En décembre 2015 est sorti en France, en même temps que le film Demain, un livre homonyme, écrit par Cyril Dion, paru aux éditions Actes Sud, qui complète le film en en approfondissant certaines dimensions. Cette publication bienvenue permet de mieux saisir l’ambition du film, à travers la nécessité d’écrire un récit mobilisateur autour de la transition écologique. Une des personnes rencontrées par l’auteur dans le cadre de la réalisation du film explique clairement le rôle des histoires dans la capacité des hommes à mettre en route leur devenir : « Car c’est ce que nous savons faire le mieux, raconter des histoires. C’est ce qui parle au cœur, c’est ce qui fait la différence ». D’où la nécessité de proposer un récit qui permette de dessiner un avenir, alors que le discours scientifique montre clairement l’impasse à laquelle l’humanité est en train de se confronter, mais qu’il ne suffit pas à la mise en route de nos sociétés.

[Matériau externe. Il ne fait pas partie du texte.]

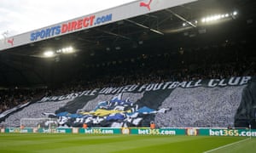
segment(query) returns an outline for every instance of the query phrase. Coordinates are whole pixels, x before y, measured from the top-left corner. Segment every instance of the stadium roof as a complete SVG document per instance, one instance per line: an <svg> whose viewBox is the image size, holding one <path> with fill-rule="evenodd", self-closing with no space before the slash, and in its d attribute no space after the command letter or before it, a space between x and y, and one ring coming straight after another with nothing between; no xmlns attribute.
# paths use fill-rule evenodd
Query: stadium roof
<svg viewBox="0 0 256 153"><path fill-rule="evenodd" d="M199 0L6 48L0 51L0 87L49 86L67 82L90 65L227 39L251 40L255 8L253 0ZM75 53L43 54L70 46Z"/></svg>

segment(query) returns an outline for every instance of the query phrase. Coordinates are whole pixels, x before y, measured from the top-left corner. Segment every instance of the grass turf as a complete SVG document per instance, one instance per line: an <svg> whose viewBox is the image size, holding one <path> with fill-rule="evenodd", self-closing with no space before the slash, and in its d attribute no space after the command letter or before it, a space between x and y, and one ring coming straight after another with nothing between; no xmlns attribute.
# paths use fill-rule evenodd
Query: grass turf
<svg viewBox="0 0 256 153"><path fill-rule="evenodd" d="M226 145L210 152L246 153L255 144L244 137L0 133L0 152L204 152Z"/></svg>

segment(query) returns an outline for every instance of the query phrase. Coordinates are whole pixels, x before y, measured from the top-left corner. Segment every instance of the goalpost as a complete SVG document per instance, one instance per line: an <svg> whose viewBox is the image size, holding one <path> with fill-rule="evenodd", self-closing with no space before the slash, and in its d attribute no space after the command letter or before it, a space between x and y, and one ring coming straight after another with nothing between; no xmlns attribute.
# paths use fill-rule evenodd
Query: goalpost
<svg viewBox="0 0 256 153"><path fill-rule="evenodd" d="M45 128L51 131L58 127L57 118L21 118L20 128Z"/></svg>

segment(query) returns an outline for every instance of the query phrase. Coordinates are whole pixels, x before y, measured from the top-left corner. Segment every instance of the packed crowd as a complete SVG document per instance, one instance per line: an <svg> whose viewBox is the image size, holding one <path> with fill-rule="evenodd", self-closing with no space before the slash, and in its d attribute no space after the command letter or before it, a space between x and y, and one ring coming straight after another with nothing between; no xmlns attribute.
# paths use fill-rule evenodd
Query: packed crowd
<svg viewBox="0 0 256 153"><path fill-rule="evenodd" d="M53 88L0 89L0 113L33 99L63 95L87 89L121 87L127 84L256 76L256 63L253 59L250 60L248 55L236 54L234 56L231 52L226 53L224 56L220 53L212 54L209 51L207 55L201 57L202 53L199 52L195 55L195 54L196 53L191 52L188 54L176 55L175 60L168 54L150 55L135 62L108 66L108 69L98 68L93 73L85 76L78 75L73 81Z"/></svg>

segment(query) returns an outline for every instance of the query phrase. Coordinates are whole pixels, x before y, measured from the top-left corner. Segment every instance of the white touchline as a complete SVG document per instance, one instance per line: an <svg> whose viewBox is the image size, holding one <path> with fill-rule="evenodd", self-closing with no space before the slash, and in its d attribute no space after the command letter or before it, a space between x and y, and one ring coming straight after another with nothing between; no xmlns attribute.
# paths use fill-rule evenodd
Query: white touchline
<svg viewBox="0 0 256 153"><path fill-rule="evenodd" d="M219 150L219 149L222 149L222 148L225 148L225 147L228 147L228 146L230 146L230 145L233 145L233 144L238 144L238 143L241 143L241 142L243 142L243 141L246 141L247 139L250 139L249 138L246 139L242 139L242 140L240 140L240 141L236 141L236 142L234 142L234 143L231 143L231 144L228 144L226 145L223 145L223 146L220 146L220 147L218 147L218 148L214 148L213 150L207 150L205 151L204 153L208 153L208 152L212 152L212 151L214 151L214 150Z"/></svg>

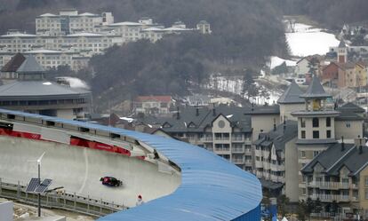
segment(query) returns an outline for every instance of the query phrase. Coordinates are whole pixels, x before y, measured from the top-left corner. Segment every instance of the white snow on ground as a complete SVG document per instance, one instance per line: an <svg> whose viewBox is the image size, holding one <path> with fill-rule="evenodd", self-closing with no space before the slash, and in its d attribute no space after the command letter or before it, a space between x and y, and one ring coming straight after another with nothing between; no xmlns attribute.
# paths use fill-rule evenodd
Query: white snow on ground
<svg viewBox="0 0 368 221"><path fill-rule="evenodd" d="M270 58L270 64L269 64L269 68L273 69L275 68L275 67L277 67L281 64L283 64L284 62L286 62L286 66L296 66L296 61L293 60L290 60L290 59L280 59L276 56L272 56Z"/></svg>
<svg viewBox="0 0 368 221"><path fill-rule="evenodd" d="M84 88L84 89L90 89L87 83L84 81L82 81L76 77L70 77L66 76L63 77L67 82L69 83L71 88Z"/></svg>
<svg viewBox="0 0 368 221"><path fill-rule="evenodd" d="M339 45L335 36L313 28L305 24L295 24L294 33L285 33L291 53L304 57L312 54L325 54L329 47Z"/></svg>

Cela peut nous permettre de mettre en lumière la triangulation qui semble à l’œuvre dans le concept de transition écologique, à travers ces trois notions de science, de technique et de récit. La science paraît aujourd’hui tout à fait ambivalente, entre d’un côté une science qui permet de documenter l’état du monde, et une autre qui alimente le développement technologique, qui nourrit par ses effets pervers, les difficultés que l’humanité a à affronter. Cette distinction est proposée par Jean-Marc Jancovici dans un article du 28 février 2017, où l’auteur s’inquiète de politiques publiques qui promeuvent massivement une science au service de la technique, alors que la science qui nous permet de comprendre le monde et son évolution reste marginale et peu prise en compte dans les décisions publiques et privées. D’où l’impression d’un dévoiement de la science vers la technique.
Dans le même temps, le livre de Cyril Dion apporte des éléments intéressants sur un dévoiement de la technique comme récit. Ainsi, même si l’idéologie du progrès n’est plus partagée comme elle put l’être au tournant du XIXème siècle, l’ensemble de nos usages de la technique prennent une forme addictive qui nous fait adhérer à un récit dont les mots-clés sont : intelligence artificielle, numérique, robotisation, connectivité, etc… Cette adhésion n’est pas forcément choisie, mais elle nous fait rentrer dans un récit de développement économique et technologique qui est l’idéologie dominante aujourd’hui : poursuite de la croissance, promotion de l’innovation pour l’innovation, mythe de l’accélération, déshumanisation de l’homme… Les réflexions de Cyril Dion, qui s’étonne de la profondeur des expériences qu’il relate et de la vacuité de l’univers dans lequel il évolue, montre la caractéristique principale de ce récit technologique : il est aliénant, le sujet étant pris dans un tissu de relations techniques qui le contraint, alors qu’il aspire profondément à autre chose.
D’où la nécessité de réécrire un récit positif, qui permette à nos sociétés de se réapproprier leur devenir, au sujet d’unifier ses aspirations et ses pratiques, et à notre humanité de tirer pleinement les conséquences de ce que nous dit la science de nos possibilités sur cette terre. Ce récit, c’est celui de la transition écologique.